Happy Home, from the same session, has virtually the same arrangement, but a further track from this date, Sunnyland, drops the saxes and gets all its energy from a slow, loping figure (somewhat like the one on Jack Dupree’s Walking The Blues) played by the rhythm section.
Most of the other tracks were recorded in Chicago, New Orleans or Mississippi, with local saxmen (except on the horn-free New Orleans date).
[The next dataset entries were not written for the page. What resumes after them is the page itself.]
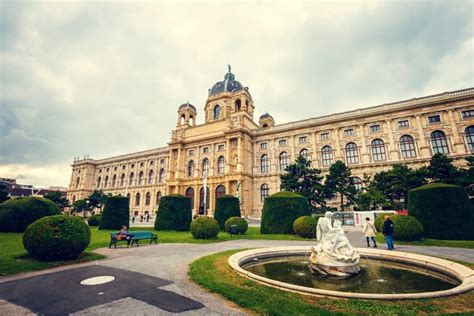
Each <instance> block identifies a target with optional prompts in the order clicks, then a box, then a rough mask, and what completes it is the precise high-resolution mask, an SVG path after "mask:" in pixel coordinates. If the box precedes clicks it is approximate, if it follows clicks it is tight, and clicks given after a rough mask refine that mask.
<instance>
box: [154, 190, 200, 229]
mask: <svg viewBox="0 0 474 316" xmlns="http://www.w3.org/2000/svg"><path fill="white" fill-rule="evenodd" d="M192 216H193V215H192V210H191V199H190V198H187V197H185V196H182V195H179V194H174V195H166V196H163V197H162V198H161V199H160V205H159V206H158V211H157V213H156V220H155V229H156V230H176V231H189V225H190V224H191V221H192Z"/></svg>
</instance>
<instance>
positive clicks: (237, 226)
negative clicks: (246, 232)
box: [224, 216, 249, 234]
mask: <svg viewBox="0 0 474 316" xmlns="http://www.w3.org/2000/svg"><path fill="white" fill-rule="evenodd" d="M232 225H235V226H237V227H236V229H237V232H238V233H239V234H245V232H246V231H247V229H248V228H249V224H248V223H247V221H246V220H245V219H244V218H241V217H237V216H234V217H231V218H229V219H228V220H226V221H225V225H224V227H225V231H226V232H228V233H230V227H231V226H232Z"/></svg>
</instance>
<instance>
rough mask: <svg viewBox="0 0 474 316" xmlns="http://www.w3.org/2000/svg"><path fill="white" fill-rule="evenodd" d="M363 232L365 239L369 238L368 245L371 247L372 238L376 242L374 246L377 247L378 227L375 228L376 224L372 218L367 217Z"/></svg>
mask: <svg viewBox="0 0 474 316" xmlns="http://www.w3.org/2000/svg"><path fill="white" fill-rule="evenodd" d="M362 232H363V233H364V235H365V239H366V240H367V247H370V239H372V242H373V244H374V248H377V243H376V242H375V234H376V233H377V229H375V226H374V224H372V223H371V222H370V218H369V217H366V218H365V223H364V228H362Z"/></svg>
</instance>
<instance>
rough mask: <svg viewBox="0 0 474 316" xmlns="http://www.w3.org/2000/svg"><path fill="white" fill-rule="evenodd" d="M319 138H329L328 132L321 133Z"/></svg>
mask: <svg viewBox="0 0 474 316" xmlns="http://www.w3.org/2000/svg"><path fill="white" fill-rule="evenodd" d="M320 139H321V140H326V139H329V133H321V135H320Z"/></svg>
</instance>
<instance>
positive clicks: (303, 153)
mask: <svg viewBox="0 0 474 316" xmlns="http://www.w3.org/2000/svg"><path fill="white" fill-rule="evenodd" d="M300 156H301V157H303V158H304V159H306V160H309V151H308V150H307V149H306V148H304V149H301V151H300Z"/></svg>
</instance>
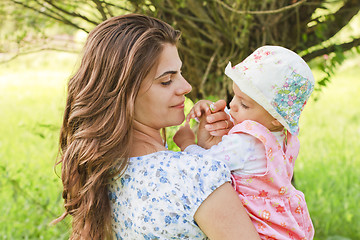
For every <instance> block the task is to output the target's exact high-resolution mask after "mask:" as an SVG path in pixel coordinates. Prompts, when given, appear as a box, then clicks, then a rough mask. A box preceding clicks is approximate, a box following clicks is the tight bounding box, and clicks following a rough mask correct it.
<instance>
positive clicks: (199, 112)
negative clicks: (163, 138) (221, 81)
mask: <svg viewBox="0 0 360 240" xmlns="http://www.w3.org/2000/svg"><path fill="white" fill-rule="evenodd" d="M212 104H213V102H211V101H209V100H200V101H198V102H197V103H195V104H194V106H193V108H192V109H191V110H190V112H189V114H188V115H187V116H186V121H190V119H192V118H193V119H197V120H199V118H200V117H202V115H203V114H204V113H205V115H209V114H210V113H211V108H210V106H211V105H212Z"/></svg>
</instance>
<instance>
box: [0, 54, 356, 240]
mask: <svg viewBox="0 0 360 240" xmlns="http://www.w3.org/2000/svg"><path fill="white" fill-rule="evenodd" d="M75 61H76V56H75V57H74V55H70V54H53V53H41V54H36V55H29V56H25V57H22V58H21V59H17V60H16V61H13V62H10V63H9V64H5V65H0V93H1V94H0V111H1V115H0V116H1V117H0V189H1V192H0V211H1V214H0V239H67V237H68V232H69V226H70V221H69V219H68V220H66V221H65V222H63V223H60V224H58V225H56V226H49V222H50V221H51V220H53V219H54V218H56V217H57V216H59V215H60V214H61V213H62V211H63V208H62V198H61V181H60V179H59V178H58V177H57V176H56V174H55V173H54V170H53V166H54V162H55V159H56V156H57V148H58V146H57V142H58V134H59V126H60V124H61V117H62V116H61V115H62V111H63V107H64V101H65V97H64V88H65V81H66V79H67V78H68V76H69V75H70V73H71V72H72V70H73V65H74V64H75ZM358 62H360V61H359V58H357V59H352V60H351V61H347V63H346V64H344V65H347V66H344V67H343V68H342V69H340V71H339V72H338V73H337V75H336V76H335V77H334V79H333V80H332V83H331V84H329V86H328V87H327V88H326V89H324V90H323V93H321V94H320V98H319V100H318V101H316V102H315V101H309V103H308V105H307V106H306V108H305V110H304V114H303V116H302V118H301V122H300V125H301V131H300V141H301V150H300V155H299V158H298V160H297V163H296V169H295V178H296V186H297V188H298V189H300V190H302V191H303V192H304V193H305V195H306V199H307V202H308V207H309V210H310V213H311V217H312V219H313V222H314V225H315V230H316V235H315V237H316V239H335V236H339V237H342V238H343V239H345V238H348V239H360V210H359V203H358V201H359V200H360V157H359V156H360V107H359V106H360V97H359V96H358V94H359V93H360V81H359V80H358V79H359V78H358V76H360V65H359V64H358ZM317 75H318V74H317ZM189 105H191V103H190V102H189V103H188V105H187V108H189ZM173 133H174V129H170V130H169V131H168V135H169V138H170V139H171V135H172V134H173ZM169 146H170V147H171V148H175V147H174V145H173V143H172V142H171V141H169ZM337 239H340V238H337Z"/></svg>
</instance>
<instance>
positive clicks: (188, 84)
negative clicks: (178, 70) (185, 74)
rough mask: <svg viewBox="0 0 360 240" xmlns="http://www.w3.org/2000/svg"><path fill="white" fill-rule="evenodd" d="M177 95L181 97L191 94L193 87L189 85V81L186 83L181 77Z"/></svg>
mask: <svg viewBox="0 0 360 240" xmlns="http://www.w3.org/2000/svg"><path fill="white" fill-rule="evenodd" d="M177 90H178V91H177V93H178V94H179V95H185V94H188V93H189V92H191V90H192V87H191V85H190V83H188V81H186V79H185V78H183V77H181V86H180V87H179V88H178V89H177Z"/></svg>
James’ longtime sidekick, tenor saxophonist J. T. Brown, shares the front-line attack with him on Strange Kinda Feeling and the driving instrumental Hawaiian Boogie.
Though it was his slide playing that impressed his British admirers, James was capable of playing a conventional guitar lead, often sounding like a sort of Southern T-Bone Walker, as on Mean And Evil, Rock My Baby Right, the two takes of Dark And Dreary or the wonderfully lightfooted Baby What’s Wrong, though he drew apart from his West Coast contemporary in the pungency of his singing and the loose swing of his accompanists.
As usual with Hoodoo (and its sister label Soul Jam), the CD comes with a 16-page booklet bursting with photographs, label shots and period ads. The sound quality is admirable, but then it should be, because all this stuff has already been issued by Ace, whose own augmented reissue of Blues After Hours is still in print, as is The Best Of Elmore James – The Early Years, which contains most of this Hoodoo CD and more besides.